We’ve all heard about celebrities who have died without a will, like Prince and Michael Jackson, and the disagreements over their estates. More recently, Larry King died having amassed a fortune worth about $50 million. Due to his eight marriages to seven different women, his estate planning situation was a bit complicated, as you might imagine. He was in the midst of a divorce settlement with his seventh wife when he died, and now she’s fighting against his handwritten will that excludes her. While your estate planning situation probably isn’t as filled with drama, it’s still important to have an estate plan in place.
The key components of an estate plan include:
- Will. One of the most common mistakes with a will is not keeping it updated. You need to get out and review your will at least every five years, or if there has been a major life event in your family (a marriage, a divorce, a birth, or a death).It is important to be aware of what a will does and does not cover. Anything where you’ve named a beneficiary, i.e. retirement accounts or life insurance policy, won’t be covered in a will. The beneficiary designation supersedes the will unless you leave the asset to your estate. Additionally, any joint assets are automatically passed on to the joint owner at your death.
- Powers of Attorney. Powers of Attorney help take care of you while you are alive. There are two types of Powers of Attorney: Medical and Financial. The Medical POA is for someone to make your healthcare decisions when you cannot. The Financial POA is for someone to make your financial decisions, manage your affairs and administer your finances when you cannot.
- Living Will or Advanced Medical Directive. The living will is not a will. It is an advanced medical directive. I call it death with dignity. If you are incapacitated and have no hope for recovery, this provides instructions on how you want to pass on.
- Trust. Do you need a trust while you are alive, or do you just need your legal documents to create a trust upon death? Choosing one or the other is a function of control, taxation, or other reasons that make forming a trust prior to death a better option for you.
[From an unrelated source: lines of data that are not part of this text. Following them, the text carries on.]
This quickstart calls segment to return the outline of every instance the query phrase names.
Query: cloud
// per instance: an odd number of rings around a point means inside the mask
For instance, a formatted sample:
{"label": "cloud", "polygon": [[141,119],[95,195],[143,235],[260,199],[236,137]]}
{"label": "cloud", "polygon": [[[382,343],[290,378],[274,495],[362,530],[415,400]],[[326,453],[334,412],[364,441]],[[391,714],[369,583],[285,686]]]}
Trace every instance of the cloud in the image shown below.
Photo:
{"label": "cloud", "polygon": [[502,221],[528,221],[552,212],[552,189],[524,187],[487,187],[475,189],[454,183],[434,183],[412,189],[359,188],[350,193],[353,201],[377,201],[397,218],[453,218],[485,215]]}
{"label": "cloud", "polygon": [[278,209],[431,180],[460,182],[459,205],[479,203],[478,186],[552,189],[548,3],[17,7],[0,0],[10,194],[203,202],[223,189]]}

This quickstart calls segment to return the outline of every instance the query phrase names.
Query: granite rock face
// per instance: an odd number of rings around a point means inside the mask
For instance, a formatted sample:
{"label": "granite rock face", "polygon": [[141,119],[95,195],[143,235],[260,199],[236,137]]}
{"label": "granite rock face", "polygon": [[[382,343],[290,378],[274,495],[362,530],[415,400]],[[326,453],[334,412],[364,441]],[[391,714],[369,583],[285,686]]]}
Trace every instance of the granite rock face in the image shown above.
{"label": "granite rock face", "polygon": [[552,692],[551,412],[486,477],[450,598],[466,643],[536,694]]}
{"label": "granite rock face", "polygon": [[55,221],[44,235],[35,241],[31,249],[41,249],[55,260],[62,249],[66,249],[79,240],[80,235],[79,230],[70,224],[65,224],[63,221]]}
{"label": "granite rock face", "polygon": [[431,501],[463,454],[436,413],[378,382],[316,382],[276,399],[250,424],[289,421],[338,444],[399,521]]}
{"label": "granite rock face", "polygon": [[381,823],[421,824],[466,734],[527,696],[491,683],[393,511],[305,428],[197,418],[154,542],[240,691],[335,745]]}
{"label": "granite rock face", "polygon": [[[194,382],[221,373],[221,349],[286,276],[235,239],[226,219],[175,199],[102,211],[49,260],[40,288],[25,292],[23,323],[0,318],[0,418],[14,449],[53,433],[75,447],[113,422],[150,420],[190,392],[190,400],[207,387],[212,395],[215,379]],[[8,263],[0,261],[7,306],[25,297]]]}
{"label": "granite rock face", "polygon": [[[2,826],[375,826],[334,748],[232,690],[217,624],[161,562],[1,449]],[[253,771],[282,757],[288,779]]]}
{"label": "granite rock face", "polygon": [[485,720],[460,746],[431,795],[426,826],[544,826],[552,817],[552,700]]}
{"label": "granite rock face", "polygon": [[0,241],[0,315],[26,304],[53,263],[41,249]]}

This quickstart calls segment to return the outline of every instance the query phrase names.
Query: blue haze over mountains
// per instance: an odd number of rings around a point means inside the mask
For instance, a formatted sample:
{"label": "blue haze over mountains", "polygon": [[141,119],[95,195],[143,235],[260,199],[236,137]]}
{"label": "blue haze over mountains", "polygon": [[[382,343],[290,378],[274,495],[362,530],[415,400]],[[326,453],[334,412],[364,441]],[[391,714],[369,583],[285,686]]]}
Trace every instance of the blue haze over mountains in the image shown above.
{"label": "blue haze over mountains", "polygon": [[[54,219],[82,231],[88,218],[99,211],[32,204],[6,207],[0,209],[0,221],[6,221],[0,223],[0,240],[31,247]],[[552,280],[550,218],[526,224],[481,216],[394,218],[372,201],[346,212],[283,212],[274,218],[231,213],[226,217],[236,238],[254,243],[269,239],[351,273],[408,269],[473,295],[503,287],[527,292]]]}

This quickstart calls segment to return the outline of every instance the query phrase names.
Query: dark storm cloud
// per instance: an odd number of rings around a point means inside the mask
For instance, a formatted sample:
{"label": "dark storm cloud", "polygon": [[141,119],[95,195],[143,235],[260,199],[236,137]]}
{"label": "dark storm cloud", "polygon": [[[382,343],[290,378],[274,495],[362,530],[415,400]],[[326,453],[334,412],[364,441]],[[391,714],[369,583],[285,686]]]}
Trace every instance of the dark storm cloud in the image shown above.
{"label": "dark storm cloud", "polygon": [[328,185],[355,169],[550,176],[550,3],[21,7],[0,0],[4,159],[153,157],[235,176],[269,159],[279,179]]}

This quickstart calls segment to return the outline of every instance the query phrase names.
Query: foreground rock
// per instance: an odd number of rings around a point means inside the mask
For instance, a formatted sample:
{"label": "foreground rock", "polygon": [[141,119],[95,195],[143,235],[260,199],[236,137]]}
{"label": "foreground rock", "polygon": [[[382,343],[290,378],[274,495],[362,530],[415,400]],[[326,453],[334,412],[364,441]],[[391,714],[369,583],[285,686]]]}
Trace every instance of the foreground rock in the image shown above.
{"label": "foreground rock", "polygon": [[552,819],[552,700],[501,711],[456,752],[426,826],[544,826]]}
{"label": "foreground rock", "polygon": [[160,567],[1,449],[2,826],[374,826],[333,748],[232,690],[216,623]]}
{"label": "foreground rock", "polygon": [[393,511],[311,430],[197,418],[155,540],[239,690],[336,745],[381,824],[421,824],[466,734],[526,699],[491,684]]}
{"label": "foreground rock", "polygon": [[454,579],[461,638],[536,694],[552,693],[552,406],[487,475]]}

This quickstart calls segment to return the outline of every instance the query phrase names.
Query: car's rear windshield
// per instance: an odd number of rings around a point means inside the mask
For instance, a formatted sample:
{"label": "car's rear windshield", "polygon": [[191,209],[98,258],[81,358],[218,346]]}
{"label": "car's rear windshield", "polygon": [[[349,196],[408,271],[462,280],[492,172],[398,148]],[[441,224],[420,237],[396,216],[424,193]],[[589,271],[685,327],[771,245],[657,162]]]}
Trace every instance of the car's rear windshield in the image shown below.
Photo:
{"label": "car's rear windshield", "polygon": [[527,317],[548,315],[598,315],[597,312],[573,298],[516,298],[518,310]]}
If you don’t have an attorney, we can recommend one.
The lifetime estate tax exemption limit for an individual is $11.7 million and for married couples is $23.4 million. With the Tax Cuts and Jobs Act of 2017, the estate exemption limit was almost doubled to its current numbers. When that Act expires in 2026, estate exemption limits will change back to a much lower threshold like the $5 million limit prior to 2018, or even $3.5 million that President Biden has floated.
When you add up the value of your home, any other real property, retirement accounts, and any life insurance policies, the value of your estate can be larger than you realized. There are things you can be doing now to take advantage of the higher estate tax rules and get some of the items out of your taxable estate to protect yourself and your estate from future tax law changes.